- Directed by: Donald Crombie
- Written by: Ken Quinnell
- Based on: book A Piece of Paper by Dick Wordley
- Produced by: Pom Oliver Errol Sullivan
- Starring: Michele Fawdon Alan Cassell Bryan Brown Arthur Dignam Willie Fennell
- Cinematography: Gary Hansen
- Edited by: Tim Wellburn
- Music by: William Motzing
- Distributed by: Village Roadshow
- Release date: 1979;
- Running time: 89 minutes
- Country: Australia
- Language: English
- Budget: A$325,000
- Box office: A$135,000 (Australia) $100,000 (overseas sales)

= Cathy's Child =

Cathy's Child is a 1979 Australian film, directed by Donald Crombie and starring Michele Fawdon, Alan Cassell and Bryan Brown.

==Cast==
- Michele Fawdon as Cathy Baikas
- Alan Cassell as Dick Wordley
- Bryan Brown as Paul Nicholson
- Arthur Dignam as Minister
- Willie Fennell as the Australian Consul
- Grant Dodwell as Hot Line Journalist
- Vic Rooney as Sergeant Newberry
- Frankie J. Holden as Detective Plummer
- Lex Marinos as Con Havros
- Robert Hughes as Mike
- Anna Hruby as Delia

==Plot==
Cathy Baikas (Michele Fawdon) is a young Greek migrant who lives in Sydney, Australia with her three-year-old daughter. When her daughter's father abducts the child and returns to Greece, Cathy discovers the authorities can do little to help her, so she turns to the media. A newspaper reporter, Wordley (Alan Cassell) and his young editor (Bryan Brown), who several years prior had been through a similar experience, force the story onto the front page. giving her case press coverage and turning the spotlight on bureaucracy’s mishandling of the situation. The film is based on a true story.

==Historical basis==
On 14 January 1973, Greek-born John Baikas left Australia for Athens, taking his daughter Maris with him on a forged passport. Her mother Cathy found out and tried to get her back. The government seemed to do little, so she contacted Sun journalist Dick Wordley to run a campaign.

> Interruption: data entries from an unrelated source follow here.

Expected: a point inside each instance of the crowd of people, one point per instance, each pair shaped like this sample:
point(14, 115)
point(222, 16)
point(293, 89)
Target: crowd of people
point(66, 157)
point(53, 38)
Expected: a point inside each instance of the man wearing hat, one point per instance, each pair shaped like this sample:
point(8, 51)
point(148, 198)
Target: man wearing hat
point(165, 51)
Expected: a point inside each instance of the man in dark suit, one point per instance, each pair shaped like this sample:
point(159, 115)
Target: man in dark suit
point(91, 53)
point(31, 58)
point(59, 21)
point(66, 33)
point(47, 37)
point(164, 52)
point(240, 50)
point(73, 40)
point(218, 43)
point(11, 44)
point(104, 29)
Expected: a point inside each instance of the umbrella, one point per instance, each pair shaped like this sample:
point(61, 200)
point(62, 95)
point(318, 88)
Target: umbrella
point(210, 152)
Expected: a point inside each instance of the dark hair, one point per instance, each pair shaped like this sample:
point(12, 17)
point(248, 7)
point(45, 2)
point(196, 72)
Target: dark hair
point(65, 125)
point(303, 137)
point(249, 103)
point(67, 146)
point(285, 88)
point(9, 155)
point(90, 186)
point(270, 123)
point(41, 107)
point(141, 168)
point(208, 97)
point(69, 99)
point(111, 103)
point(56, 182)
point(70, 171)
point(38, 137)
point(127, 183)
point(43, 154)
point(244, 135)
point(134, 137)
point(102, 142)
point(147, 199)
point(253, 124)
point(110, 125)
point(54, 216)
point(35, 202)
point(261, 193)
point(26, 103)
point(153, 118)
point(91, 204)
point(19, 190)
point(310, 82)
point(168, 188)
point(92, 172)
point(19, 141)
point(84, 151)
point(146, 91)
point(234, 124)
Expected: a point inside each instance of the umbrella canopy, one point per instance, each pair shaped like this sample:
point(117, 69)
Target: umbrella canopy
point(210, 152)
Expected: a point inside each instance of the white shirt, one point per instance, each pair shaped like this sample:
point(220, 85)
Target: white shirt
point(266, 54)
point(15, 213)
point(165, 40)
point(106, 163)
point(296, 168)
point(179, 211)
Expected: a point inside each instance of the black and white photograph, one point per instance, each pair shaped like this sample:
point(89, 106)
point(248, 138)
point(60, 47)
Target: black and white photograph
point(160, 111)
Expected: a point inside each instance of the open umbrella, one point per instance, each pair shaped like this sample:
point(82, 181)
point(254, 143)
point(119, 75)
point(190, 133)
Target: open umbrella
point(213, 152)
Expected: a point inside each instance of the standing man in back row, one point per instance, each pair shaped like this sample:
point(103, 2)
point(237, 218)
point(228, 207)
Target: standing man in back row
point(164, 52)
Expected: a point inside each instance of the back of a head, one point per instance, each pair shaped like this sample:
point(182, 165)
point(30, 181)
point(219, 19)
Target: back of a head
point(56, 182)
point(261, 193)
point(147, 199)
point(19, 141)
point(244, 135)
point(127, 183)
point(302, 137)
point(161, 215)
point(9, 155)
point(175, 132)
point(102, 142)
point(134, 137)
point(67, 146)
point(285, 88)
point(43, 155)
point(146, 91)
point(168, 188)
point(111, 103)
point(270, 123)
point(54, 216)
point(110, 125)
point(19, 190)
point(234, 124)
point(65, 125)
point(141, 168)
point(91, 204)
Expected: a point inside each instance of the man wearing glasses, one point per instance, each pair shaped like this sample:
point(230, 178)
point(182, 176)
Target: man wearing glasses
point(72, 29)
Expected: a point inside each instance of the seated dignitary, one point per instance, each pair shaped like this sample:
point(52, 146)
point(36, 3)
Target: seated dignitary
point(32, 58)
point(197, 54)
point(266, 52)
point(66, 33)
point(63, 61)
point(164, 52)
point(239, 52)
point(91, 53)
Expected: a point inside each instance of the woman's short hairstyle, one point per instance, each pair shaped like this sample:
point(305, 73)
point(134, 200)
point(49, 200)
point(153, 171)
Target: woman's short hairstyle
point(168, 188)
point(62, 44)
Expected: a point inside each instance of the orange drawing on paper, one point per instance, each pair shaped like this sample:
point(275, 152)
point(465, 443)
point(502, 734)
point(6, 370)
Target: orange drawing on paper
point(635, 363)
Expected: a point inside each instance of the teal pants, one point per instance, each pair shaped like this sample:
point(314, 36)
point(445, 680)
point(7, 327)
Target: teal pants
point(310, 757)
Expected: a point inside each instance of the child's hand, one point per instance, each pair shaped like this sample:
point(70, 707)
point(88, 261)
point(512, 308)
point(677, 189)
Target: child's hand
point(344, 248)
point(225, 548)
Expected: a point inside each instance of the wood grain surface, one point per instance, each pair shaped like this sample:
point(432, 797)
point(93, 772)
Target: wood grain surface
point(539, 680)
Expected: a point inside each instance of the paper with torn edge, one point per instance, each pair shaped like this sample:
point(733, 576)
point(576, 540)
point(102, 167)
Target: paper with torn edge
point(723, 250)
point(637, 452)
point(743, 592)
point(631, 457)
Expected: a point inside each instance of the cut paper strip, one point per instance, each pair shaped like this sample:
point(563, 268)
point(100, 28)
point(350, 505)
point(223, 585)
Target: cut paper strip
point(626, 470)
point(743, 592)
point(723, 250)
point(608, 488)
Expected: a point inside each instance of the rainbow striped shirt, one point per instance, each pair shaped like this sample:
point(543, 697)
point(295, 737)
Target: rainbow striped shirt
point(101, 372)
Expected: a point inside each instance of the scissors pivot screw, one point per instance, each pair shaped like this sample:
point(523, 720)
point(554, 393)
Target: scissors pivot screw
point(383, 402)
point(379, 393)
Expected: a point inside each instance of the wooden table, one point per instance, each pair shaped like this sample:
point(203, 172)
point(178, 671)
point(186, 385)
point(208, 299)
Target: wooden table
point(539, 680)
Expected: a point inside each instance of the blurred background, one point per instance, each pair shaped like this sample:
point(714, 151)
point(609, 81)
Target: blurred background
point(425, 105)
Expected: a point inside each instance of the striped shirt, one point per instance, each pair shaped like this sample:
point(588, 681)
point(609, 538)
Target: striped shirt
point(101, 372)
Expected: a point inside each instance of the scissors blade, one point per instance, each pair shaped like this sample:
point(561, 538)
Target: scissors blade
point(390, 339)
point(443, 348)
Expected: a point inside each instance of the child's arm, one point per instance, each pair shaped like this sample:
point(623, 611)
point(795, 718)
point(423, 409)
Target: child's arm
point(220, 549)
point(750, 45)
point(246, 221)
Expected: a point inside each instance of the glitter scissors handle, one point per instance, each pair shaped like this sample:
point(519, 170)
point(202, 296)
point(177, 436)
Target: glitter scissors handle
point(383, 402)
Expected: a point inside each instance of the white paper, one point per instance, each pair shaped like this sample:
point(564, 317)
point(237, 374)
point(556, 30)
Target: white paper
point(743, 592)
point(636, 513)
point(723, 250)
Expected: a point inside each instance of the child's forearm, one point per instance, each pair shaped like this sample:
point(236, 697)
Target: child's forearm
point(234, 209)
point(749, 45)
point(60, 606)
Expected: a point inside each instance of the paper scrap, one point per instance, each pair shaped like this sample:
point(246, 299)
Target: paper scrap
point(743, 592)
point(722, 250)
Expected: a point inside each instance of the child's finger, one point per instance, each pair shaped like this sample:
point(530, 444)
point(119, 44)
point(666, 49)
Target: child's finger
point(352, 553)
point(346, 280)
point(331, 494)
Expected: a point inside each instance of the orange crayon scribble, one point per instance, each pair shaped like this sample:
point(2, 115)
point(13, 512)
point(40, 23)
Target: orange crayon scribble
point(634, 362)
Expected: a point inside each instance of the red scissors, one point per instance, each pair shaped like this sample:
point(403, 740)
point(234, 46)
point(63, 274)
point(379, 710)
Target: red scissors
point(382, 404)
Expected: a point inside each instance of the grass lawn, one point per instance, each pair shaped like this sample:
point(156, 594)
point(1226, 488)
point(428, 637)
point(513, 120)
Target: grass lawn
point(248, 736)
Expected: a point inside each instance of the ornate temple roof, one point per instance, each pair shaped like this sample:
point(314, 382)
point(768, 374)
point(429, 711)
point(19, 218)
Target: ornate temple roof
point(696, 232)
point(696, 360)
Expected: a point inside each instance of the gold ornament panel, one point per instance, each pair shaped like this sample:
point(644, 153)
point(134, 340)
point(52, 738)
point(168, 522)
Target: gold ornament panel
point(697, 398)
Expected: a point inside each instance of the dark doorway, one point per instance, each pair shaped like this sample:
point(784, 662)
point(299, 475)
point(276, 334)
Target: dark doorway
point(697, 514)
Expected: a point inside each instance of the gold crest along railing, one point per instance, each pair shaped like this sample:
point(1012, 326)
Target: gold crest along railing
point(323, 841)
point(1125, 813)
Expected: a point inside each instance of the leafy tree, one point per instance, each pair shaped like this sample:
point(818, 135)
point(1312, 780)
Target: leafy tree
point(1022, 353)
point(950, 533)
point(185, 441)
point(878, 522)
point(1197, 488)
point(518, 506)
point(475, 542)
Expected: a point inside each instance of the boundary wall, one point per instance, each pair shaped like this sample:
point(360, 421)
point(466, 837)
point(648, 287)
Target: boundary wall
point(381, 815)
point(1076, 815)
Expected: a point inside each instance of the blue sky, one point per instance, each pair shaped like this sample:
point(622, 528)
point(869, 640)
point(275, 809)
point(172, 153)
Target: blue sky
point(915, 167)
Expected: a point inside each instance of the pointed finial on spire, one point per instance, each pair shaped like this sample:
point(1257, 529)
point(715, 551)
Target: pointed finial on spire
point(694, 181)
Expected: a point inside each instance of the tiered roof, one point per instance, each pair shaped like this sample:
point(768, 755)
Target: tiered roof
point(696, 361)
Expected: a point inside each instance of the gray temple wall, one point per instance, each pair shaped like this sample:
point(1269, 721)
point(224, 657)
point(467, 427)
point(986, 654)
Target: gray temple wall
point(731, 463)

The film used the real names for the characters of Cathy Baikas, Dick Wordley and Wordley's 'Hotline' editor, Paul Nicholson. However, other names were fictionalised.

==Production==
Ken Quinnell read Dick Wordley's 1973 book on the case, A Piece of Paper. He gave it to producer Errol Sullivan, who thought it might make "a small but highly emotional film, one that could reach the middle audience in Australia – the audience that people like Hoyts say doesn't exist: namely, the North Shore, blue rinse set."

It was thought the budget had to be kept below $400,000, so the action was set in the present day rather than 1973. Finance came from the Australian Film Commission (AFC), the New South Wales Film Corporation, Roadshow Distributors and $55,000 of private investment. Gillian Armstrong was originally meant to be director and money was raised from the AFC on the basis of her name, but there was a potential clash with My Brilliant Career, so Donald Crombie, why had a history of making films about women, was offered the job instead.

Filming began in June 1978, with the majority of the film shot in Sydney over a period of four weeks, with a week's filming in Greece. Money had been allocated in the budget for an overseas actor to play the Australian consul in Greece, but the filmmakers were unable to find anyone for an appropriate price and Willie Fennell subsequently took the role.

The script included a scene where Cathy and Dick Wordley go to bed together. Wordley denied this ever happened but allowed it in the film after much discussion. The scene was shot but ended up being cut after a preview.

==Reception==

===Awards===
Michele Fawdon was awarded Best Actress in a Leading Role at the 1979 Australian Film Institute Awards for her role as Cathy Baikis.

The film also received nominations for Best Actor in a Lead Role, Best Direction and Best Film at the same awards.

===Box office===
Cathy's Child grossed $135,000 at the box office in Australia, which is equivalent to $527,850 in 2009 dollars.

In 1996, Donald Crombie said the film was his favourite of all the features he had made:
Mainly because I think we were extraordinarily successful in creating that character, Cathy Bikos. Michelle Fawdon is obviously not Maltese, but she pulled that off brilliantly, I thought. The accent, I'm told, is perfect. She lived with a family and that's how she achieved it. That was a very good project to work on.